RUTİNE SOKULMASI ZAMAN ALABİLİR
Projenin uygulamaya geçebilmesi için yasal süreçlerin tamamlanması gerektiğine dikkat çeken Prof.Dr. Serap Annette Akgür, “Bunlar Türk Ceza Kanunu kapsamında değerlendirilen maddelerdir. İşin bir boyutu suç olaylarını da içerisinde barındırıyor. Bu sebeple hemen keşfettik rutine sokulsun gibi bir yaklaşım bulunmuyor. Ancak tüm bunlara potansiyel oluşturacak bilgi ve akademik yapılanma oluşturulmuştur. Bu çok boyutlu bir çalışmadır. Projenin medya, sağlık, psikososyal, hukukçular ve adli yapılanmaları ilgilendiren boyutları var. O yüzden bu tip uygulamaların rutine girerek sisteme sokulması çok disiplinli bir yapıya sahip olması sebebiyle aşama aşama olur. Öncelikle bizim gibi kurumlarda projenin yapılabilirliği gösterilir. Bununla ilgili yayınlar yapılır sonrasında ise ekonomik getirisine göre ülke yasaları ve psikodinamikleri altında değerlendirilerek sisteme sokulur” açıklamasında bulundu.
DESTEKLER ARTTIRILMALI
Uyuşturucu ve yasa dışı maddelerle mücadelede bu tip çalışmaların yerinin çok önemli olduğunu vurgulayan Prof.Dr.
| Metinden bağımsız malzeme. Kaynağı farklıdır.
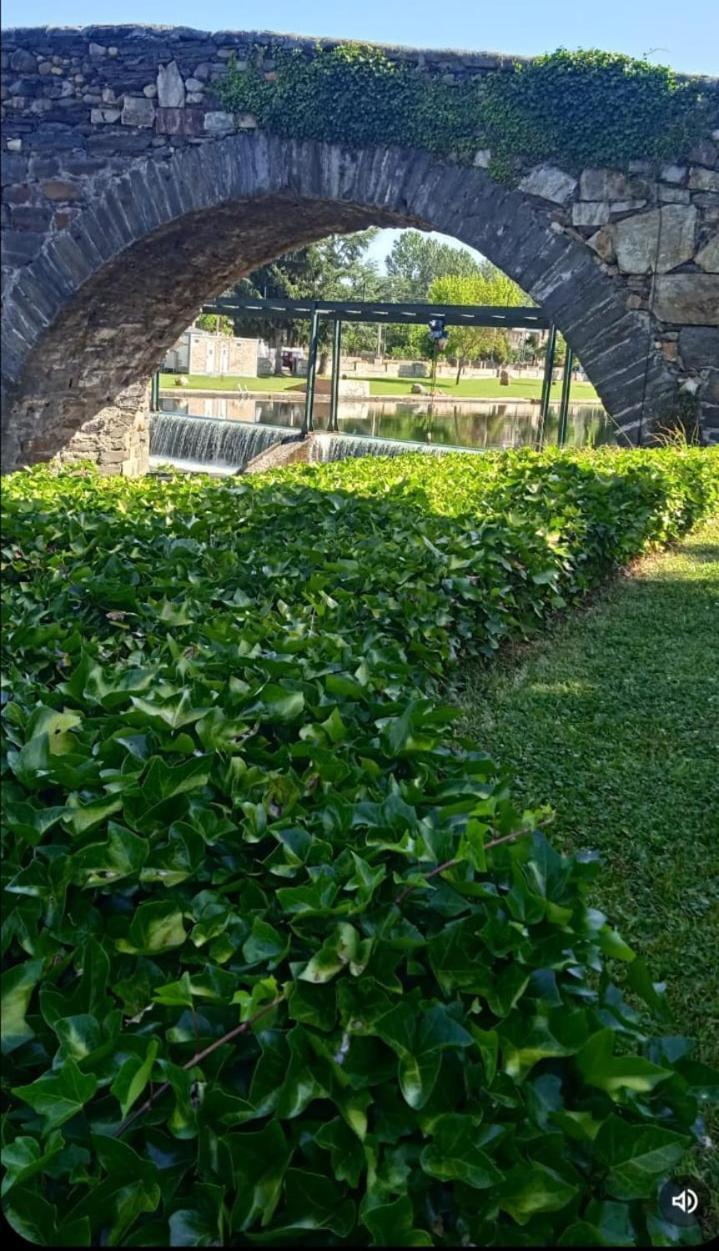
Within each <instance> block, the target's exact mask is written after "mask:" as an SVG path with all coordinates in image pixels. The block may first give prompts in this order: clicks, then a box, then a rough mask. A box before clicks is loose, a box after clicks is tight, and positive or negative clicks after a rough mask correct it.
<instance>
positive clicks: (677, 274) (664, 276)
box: [654, 274, 719, 342]
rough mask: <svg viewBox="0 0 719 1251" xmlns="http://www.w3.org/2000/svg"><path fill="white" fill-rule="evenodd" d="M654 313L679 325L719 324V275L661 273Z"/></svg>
mask: <svg viewBox="0 0 719 1251" xmlns="http://www.w3.org/2000/svg"><path fill="white" fill-rule="evenodd" d="M654 314H655V317H658V318H659V320H660V322H670V323H675V324H676V325H711V327H714V325H716V318H718V317H719V274H660V275H659V276H658V278H656V280H655V284H654ZM680 342H681V340H680Z"/></svg>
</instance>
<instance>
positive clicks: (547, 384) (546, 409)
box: [538, 323, 556, 447]
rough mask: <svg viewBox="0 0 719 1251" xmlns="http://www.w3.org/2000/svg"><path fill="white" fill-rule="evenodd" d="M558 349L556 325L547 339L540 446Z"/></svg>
mask: <svg viewBox="0 0 719 1251" xmlns="http://www.w3.org/2000/svg"><path fill="white" fill-rule="evenodd" d="M555 347H556V327H555V325H554V323H553V324H551V325H550V327H549V337H548V339H546V352H545V355H544V378H543V380H541V400H540V404H539V440H538V442H539V444H540V447H541V443H543V442H544V428H545V425H546V418H548V415H549V400H550V398H551V374H553V370H554V349H555Z"/></svg>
Akgür, bu tip projelere desteklerin arttırılması gerektiğini söyledi. Prof.Dr. Akgür, “Madde bağımlılığı ve adli toksikoloji bölümlerine burs ve araştırma projesi desteklerinin açılması ülkemizin geleceği açısından çok kıymetlidir. Hem bu maddelere maruz kalan kişilerin sağlık problemlerini çözmek hem ülkemizin güvenliği için bu bahsettiğimiz maddeler terörü destekliyor. Bu sebeple bu projenin desteklenmesi uzun vadede geleceğe yatırım yapmak demektir. Ben bunun çok önemli olduğunu düşünerek bu ekibin çok iyi ve yeterli olduğunu düşünüyorum” diye konuştu.
Bunu bir örnekle destekleyen Prof.Dr. Akgür, “Örneğin trafikte alkol için solunum uygulaması rutin olarak yapılan bir uygulamadır. Ancak tüm ülkeye yayılması kaç yılı aldı. Madde testlerinin yapımı da tükürük ile birlikte yavaş yavaş başladı ancak henüz onun da tüm Türkiye’de uygulandığını söyleyemeyiz. Bunların en yenisi ise bütün dünyada çok yeni bir materyal olan ter analizleri ile yapılıyor” dedi.
UYGULAMAYA HAZIR
Bağımlılık Toksikolojisi Anabilim Dalı’nda görev yapan Araştırma Görevlisi ve Kimyager Melike Aydoğdu ise “Bahsettiğimiz ter analizi projesi TUBİTAK 3001 Başlangıç Projeleri tarafından desteklenen bir projeydi. Bu proje kapsamında anlık ter örneklerinden yasa dışı madde analizi yaptık” dedi. Klasik olarak kullanılan yasa dışı maddelerin çalışmasını yaptık. Projenin ‘ilk niteliği’ taşıdığını da vurgulayan Aydoğdu, projenin şu anda rutin uygulamasının bulunmadığını ancak uygulamaya hazır durumda olduğunu belirtti.